Of most interest, given the occupation of Duncan and several of his sons, are the smithies.  There were two smithies not far from the Port village centre.  One, Hammersmith (a reference to the noise, according to the Ordnance Survey names analysis) was located on the main road to Stirling east of Port on a farm called Ballabeg. The smithy has given its name to a row of houses, Hammersmith, at the intersection of the A81 and A873.  The cottages and the farm are the property of J.G. Stirling Esq of Rednock, who may be the same person or of the same family as J.G. Graham of Rednock. In 1851 it was operated by Duncan’s grandson, the son of Alexander.  (This younger Duncan left the Port area and was working as a blacksmith in St.

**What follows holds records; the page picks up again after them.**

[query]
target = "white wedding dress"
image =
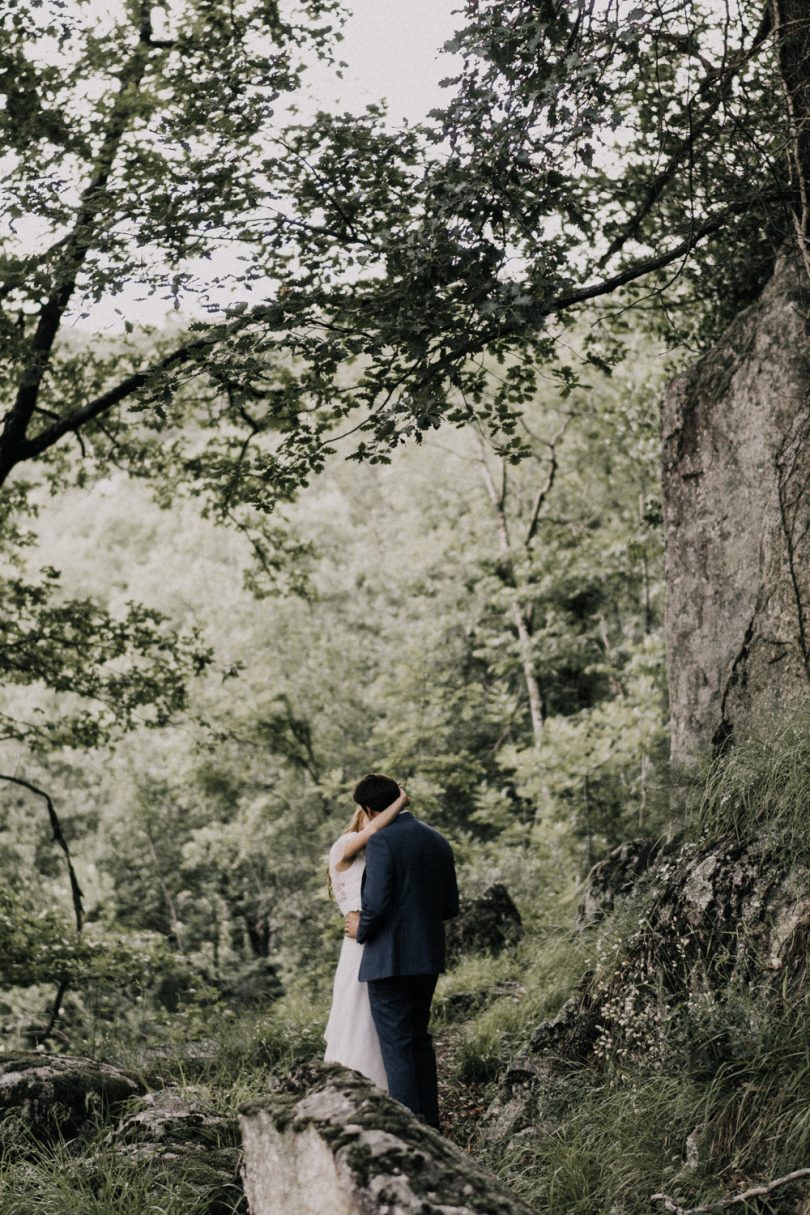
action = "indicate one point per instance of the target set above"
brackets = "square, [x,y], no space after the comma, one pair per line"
[351,1037]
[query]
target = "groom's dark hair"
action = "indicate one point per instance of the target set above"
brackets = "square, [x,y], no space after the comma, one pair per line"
[377,791]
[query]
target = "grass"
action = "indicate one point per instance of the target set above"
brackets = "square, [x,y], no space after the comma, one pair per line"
[604,1142]
[762,787]
[54,1180]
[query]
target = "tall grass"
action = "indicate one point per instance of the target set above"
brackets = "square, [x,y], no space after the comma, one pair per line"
[54,1180]
[606,1141]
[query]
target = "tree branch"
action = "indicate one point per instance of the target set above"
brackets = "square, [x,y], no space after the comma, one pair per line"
[720,79]
[58,837]
[132,384]
[74,250]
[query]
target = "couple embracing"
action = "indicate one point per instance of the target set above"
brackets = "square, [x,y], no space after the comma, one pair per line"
[394,879]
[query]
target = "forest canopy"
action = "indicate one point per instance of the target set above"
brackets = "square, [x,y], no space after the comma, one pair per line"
[604,187]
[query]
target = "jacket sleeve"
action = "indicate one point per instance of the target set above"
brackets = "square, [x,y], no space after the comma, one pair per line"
[378,888]
[451,894]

Ninians by 1861). 

The second smithy was on the north side of the A81 road almost halfway between the school and Portend.  It may have been on Nether Glenny land, or possibly Knockmally.  No longer in use as a smithy by 1859, it may have been operated by one of the other sons after Duncan sr. died. 

Gartur in Menteith and Cambusbarron.

Duncan's eldest son John, my great-great-grandfather, was born in Port, but spent much of his life at an estate named Gartur, in Cambusbarron near Stirling.   

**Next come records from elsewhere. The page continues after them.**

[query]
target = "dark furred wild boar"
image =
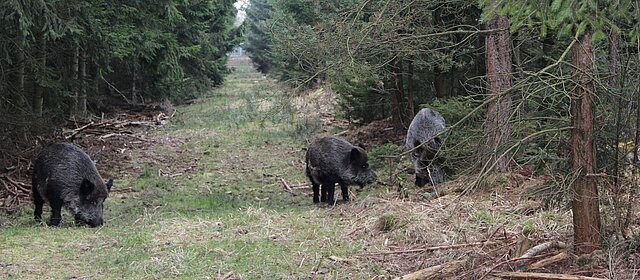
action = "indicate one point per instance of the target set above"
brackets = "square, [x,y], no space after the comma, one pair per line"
[332,160]
[424,144]
[64,175]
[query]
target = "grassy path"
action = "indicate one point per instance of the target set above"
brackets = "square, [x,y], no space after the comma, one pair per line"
[206,204]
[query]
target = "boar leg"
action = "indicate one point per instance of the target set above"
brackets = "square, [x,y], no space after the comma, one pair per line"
[331,188]
[420,181]
[316,192]
[56,212]
[38,201]
[323,193]
[345,191]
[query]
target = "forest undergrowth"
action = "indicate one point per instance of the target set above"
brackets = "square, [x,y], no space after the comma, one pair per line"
[220,193]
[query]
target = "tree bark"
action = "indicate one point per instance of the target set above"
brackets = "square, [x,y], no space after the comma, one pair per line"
[497,129]
[82,102]
[20,56]
[614,85]
[396,115]
[440,81]
[410,86]
[39,89]
[585,206]
[76,82]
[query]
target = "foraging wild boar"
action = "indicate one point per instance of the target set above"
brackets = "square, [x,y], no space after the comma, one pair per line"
[332,160]
[426,161]
[64,175]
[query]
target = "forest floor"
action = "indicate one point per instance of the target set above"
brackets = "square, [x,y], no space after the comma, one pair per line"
[220,193]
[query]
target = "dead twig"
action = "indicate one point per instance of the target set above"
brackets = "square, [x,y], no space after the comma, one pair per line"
[78,130]
[435,272]
[286,186]
[434,248]
[542,276]
[339,259]
[545,262]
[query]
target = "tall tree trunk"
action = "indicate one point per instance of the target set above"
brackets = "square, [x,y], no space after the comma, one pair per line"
[394,96]
[410,86]
[497,129]
[20,42]
[586,213]
[96,80]
[440,85]
[82,102]
[614,85]
[399,81]
[134,84]
[39,89]
[76,82]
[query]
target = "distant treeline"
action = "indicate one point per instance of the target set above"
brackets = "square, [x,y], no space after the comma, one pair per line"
[74,57]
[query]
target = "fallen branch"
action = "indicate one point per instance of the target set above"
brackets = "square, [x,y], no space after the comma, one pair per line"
[435,248]
[554,259]
[78,130]
[286,186]
[435,272]
[536,250]
[542,276]
[501,264]
[122,190]
[339,259]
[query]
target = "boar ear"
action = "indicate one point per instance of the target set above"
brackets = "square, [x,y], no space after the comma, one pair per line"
[416,144]
[355,154]
[86,187]
[109,184]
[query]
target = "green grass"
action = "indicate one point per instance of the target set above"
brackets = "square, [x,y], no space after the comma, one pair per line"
[223,212]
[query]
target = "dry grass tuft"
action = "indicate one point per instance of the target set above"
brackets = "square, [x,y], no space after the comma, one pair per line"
[483,228]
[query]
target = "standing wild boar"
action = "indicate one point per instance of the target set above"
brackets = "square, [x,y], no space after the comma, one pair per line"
[424,139]
[63,175]
[332,160]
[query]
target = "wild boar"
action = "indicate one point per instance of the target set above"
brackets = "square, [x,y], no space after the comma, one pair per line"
[64,175]
[424,139]
[332,160]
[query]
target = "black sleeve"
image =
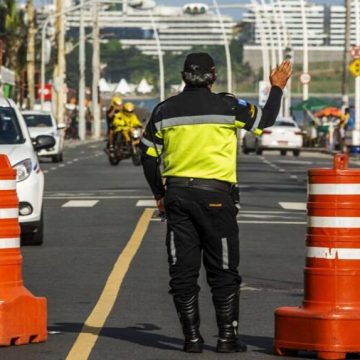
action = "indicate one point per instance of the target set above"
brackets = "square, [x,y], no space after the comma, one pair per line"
[271,109]
[254,118]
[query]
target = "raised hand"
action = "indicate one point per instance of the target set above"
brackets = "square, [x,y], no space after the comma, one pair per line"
[281,74]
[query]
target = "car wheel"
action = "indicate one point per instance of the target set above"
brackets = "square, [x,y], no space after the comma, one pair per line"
[35,237]
[56,158]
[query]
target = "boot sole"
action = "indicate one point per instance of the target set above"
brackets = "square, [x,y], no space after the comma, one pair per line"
[226,348]
[193,348]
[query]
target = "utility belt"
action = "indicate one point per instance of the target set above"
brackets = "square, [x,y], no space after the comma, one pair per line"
[205,184]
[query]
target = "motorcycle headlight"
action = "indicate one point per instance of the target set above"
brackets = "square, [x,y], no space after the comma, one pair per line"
[23,169]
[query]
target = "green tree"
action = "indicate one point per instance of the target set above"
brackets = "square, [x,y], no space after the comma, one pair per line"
[13,33]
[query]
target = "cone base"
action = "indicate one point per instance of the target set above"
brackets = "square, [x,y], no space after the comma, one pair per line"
[23,317]
[330,333]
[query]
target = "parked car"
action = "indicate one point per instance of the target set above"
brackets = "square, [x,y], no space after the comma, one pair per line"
[285,135]
[43,123]
[15,142]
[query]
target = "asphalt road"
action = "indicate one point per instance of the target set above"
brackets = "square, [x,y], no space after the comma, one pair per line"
[104,263]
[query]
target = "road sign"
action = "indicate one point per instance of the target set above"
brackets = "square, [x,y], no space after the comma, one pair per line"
[354,67]
[305,78]
[355,52]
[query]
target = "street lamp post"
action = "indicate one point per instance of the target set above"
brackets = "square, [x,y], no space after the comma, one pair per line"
[43,35]
[96,71]
[357,79]
[82,130]
[227,48]
[305,49]
[160,56]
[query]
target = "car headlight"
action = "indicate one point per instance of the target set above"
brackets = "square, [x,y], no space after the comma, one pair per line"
[23,169]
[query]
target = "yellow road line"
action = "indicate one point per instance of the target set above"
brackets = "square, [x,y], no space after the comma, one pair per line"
[86,340]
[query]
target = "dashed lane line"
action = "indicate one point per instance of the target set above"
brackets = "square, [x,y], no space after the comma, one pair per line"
[81,203]
[89,334]
[146,203]
[293,205]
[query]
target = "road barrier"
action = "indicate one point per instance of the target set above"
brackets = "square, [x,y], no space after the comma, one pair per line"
[23,317]
[329,320]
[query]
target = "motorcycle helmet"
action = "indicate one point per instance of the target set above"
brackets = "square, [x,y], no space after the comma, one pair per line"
[116,101]
[129,107]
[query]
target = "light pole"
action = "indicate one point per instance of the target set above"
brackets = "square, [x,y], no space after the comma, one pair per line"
[96,71]
[357,79]
[43,35]
[305,49]
[160,56]
[227,48]
[149,5]
[264,46]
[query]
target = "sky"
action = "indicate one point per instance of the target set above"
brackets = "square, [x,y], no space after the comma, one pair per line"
[235,13]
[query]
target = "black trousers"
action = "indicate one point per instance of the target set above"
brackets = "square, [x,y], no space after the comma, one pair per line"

Laird’s House, Gartur, Cambusbarron, Stirlingshire (Canmore photo)

Old Gartur in Menteith was one of the Graham homes for generations.  In 1553 the estate was granted to Walter Graham, second son of the second earl of Monteith, later Montrose, by the Abbot of Inchmahome.  By the 1800s, the Grahams, by now Dukes of Montrose, also owned several other Port estates, including Gartmore, Gartavertane, Rednock and Duchray.  At some point the Grahams bought a farm in Cambusbarron from Lord Murray of Polmaise and named it Gartur.  

Old Gartur, Port of Menteith (Canmore photo)

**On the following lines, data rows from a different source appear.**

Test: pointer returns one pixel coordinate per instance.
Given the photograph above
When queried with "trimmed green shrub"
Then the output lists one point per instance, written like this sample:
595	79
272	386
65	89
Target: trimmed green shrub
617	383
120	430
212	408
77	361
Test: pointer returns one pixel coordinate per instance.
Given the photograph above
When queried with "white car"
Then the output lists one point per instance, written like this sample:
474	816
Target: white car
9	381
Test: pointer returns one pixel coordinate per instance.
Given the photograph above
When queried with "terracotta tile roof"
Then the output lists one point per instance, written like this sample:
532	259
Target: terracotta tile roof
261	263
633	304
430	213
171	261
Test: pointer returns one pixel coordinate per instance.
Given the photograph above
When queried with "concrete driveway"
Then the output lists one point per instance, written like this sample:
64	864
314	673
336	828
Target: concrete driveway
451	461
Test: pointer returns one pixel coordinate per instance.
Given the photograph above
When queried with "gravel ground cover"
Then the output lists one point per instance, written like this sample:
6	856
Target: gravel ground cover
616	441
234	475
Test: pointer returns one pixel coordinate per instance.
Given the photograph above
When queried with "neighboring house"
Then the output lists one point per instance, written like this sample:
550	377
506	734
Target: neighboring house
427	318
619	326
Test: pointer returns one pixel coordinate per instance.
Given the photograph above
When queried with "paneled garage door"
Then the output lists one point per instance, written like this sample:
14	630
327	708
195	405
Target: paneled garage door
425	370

Was there a connection between the McNie family and the Grahams?


Loch Macanrie Fens

I have written of a purported connection between the MacNies and Loch Mac-an-rie.  It certainly makes a visit to the Loch of interest.  The loch is described in the 1859-62 Ordnance Survey: 

A small sheet of water, near the Lake of Monteith, on the estate of the Duke of Montrose, the Gaelic name of this, Loch Mac-an-righe, (the Kings Sons Loch) is rendered to its present spelling by the Revd. [Reverend] Mr Stewart.  OS1/25/69/54 

The Loch Macanrie Fens are considered a Site of Special Scientific Interest by Scottish Natural Heritage. 

Centred on a cut over lowland raised bog, this peatland site supports an impressive range of wetland communities including an extensive area of lowland raised bog and various types of fen, including the area around Loch Macanrie itself, which has a very diverse flora. The site is one of the largest and most species- rich examples of this range of wetland communities in the Stirling Council area.  The extensive lowland raised bog community, which covers much of the site, supports a variety of important bog mosses, with cranberry, round-leaved sundew and bog myrtle.